Thread 3 "sndapi" received signal SIGSEGV, Segmentation fault.
[Switching to Thread 0x7ffff1854700 (LWP 13975)]
0x000000000050e693 in Pistache::Http::Timeout::onTimeout(unsigned long) ()
(gdb) bt
#0  0x000000000050e693 in Pistache::Http::Timeout::onTimeout(unsigned long) ()
#1  0x00000000004cf4dc in void Pistache::Http::Timeout::arm<std::chrono::duration<long, std::ratio<1l, 1l> > >(std::chrono::duration<long, std::ratio<1l, 1l> >)::{lambda(unsigned long)#2}::operator()(unsigned long) const (__closure=0x7fffe8004cb8, numWakeup=1)
    at /usr/local/include/pistache/http.h:211
#2  0x00000000004ec580 in Pistache::Async::Private::impl::Continuation<unsigned long, void Pistache::Http::Timeout::arm<std::chrono::duration<long, std::ratio<1l, 1l> > >(std::chrono::duration<long, std::ratio<1l, 1l> >)::{lambda(unsigned long)#2}, void Pistache::Http::Timeout::arm<std::chrono::duration<long, std::ratio<1l, 1l> > >(std::chrono::duration<long, std::ratio<1l, 1l> >)::{lambda(std::__exception_ptr::exception_ptr)#3}, void (unsigned long)>::doResolve(std::shared_ptr<Pistache::Async::Private::CoreT<unsigned long> > const&) (this=0x7fffe8004c90, 
    core=std::shared_ptr (count 3, weak 0) 0x7fffe80034e0) at /usr/local/include/pistache/async.h:438
#3  0x00000000004ec2b4 in Pistache::Async::Private::Continuable<unsigned long>::resolve (this=0x7fffe8004c90, 
    core=std::shared_ptr (count 3, weak 0) 0x7fffe80034e0) at /usr/local/include/pistache/async.h:265
#4  0x0000000000500103 in Pistache::Tcp::Transport::handleTimer(Pistache::Tcp::Transport::TimerEntry) ()
#5  0x0000000000503598 in Pistache::Tcp::Transport::onReady(Pistache::Aio::FdSet const&) ()
#6  0x000000000050ad63 in Pistache::Aio::SyncImpl::runOnce() ()
#7  0x0000000000508a8a in std::thread::_Impl<std::_Bind_simple<Pistache::Aio::AsyncImpl::Worker::run()::{lambda()#1} ()> >::_M_run() ()
#8  0x00007ffff7b0dc80 in ?? () from /usr/lib/x86_64-linux-gnu/libstdc++.so.6
#9  0x00007ffff783f6ba in start_thread (arg=0x7ffff1854700) at pthread_create.c:333
#10 0x00007ffff69a541d in clone () at ../sysdeps/unix/sysv/linux/x86_64/clone.S:109
(gdb) 

@ywahl do you think it is the same issue?

@xoac when do you think the fix for this could be merged?

1Hyena commented 6 years ago

For the record, I tried the fix proposed in https://github.com/oktal/pistache/pull/162 but it still crashes as shown above when doing 3 requests in parallel.

ywahl commented 6 years ago

Hi @1Hyena Had a lot of various issues even after fixing that.
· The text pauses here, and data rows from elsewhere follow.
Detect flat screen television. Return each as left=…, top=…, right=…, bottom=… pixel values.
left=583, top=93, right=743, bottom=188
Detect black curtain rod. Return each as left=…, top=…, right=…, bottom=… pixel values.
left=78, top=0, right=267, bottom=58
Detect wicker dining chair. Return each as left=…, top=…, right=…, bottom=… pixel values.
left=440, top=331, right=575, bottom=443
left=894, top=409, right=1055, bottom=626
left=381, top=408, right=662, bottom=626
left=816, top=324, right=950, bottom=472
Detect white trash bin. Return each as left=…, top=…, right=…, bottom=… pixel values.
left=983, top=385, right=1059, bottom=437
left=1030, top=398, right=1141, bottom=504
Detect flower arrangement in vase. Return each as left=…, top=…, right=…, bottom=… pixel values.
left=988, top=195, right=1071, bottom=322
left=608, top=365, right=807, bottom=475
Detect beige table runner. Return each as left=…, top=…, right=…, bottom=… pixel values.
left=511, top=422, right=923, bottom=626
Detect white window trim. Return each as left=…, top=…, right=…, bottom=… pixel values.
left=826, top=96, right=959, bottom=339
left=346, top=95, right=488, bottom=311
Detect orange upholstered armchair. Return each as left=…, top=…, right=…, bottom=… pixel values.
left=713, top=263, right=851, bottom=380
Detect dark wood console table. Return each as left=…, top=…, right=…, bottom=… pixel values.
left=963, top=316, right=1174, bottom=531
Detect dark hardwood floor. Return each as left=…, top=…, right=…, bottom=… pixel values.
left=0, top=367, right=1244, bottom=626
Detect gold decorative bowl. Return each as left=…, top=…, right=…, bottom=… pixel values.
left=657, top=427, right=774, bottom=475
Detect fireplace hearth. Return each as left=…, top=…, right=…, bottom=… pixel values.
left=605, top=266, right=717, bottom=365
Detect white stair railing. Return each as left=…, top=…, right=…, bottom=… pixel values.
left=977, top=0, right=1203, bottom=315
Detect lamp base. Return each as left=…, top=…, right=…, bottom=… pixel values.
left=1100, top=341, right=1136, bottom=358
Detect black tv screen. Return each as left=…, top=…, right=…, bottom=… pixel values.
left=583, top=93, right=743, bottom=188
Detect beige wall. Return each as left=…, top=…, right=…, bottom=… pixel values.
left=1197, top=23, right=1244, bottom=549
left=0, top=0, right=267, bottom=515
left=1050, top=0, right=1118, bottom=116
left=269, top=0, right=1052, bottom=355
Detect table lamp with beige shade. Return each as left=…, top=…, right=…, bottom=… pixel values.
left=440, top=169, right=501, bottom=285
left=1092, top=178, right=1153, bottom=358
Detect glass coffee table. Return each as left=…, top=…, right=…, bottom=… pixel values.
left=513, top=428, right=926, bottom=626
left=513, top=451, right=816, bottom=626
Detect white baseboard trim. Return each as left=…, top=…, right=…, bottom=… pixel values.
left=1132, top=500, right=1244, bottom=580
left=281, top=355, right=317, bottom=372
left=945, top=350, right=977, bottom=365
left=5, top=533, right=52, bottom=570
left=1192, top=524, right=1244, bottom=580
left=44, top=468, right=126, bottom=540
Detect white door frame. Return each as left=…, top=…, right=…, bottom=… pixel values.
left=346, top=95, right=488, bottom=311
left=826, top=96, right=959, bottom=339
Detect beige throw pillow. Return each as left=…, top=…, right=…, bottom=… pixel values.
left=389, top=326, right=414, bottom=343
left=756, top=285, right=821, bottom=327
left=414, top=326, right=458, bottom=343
I stopped trying to fix it.

1Hyena commented 6 years ago

@ywahl thanks for letting me know. I have disabled the framework's onTimeout handler for now. It fails to execute anyway when the working thread is being blocked (by curl for example), so it has no real use-cases.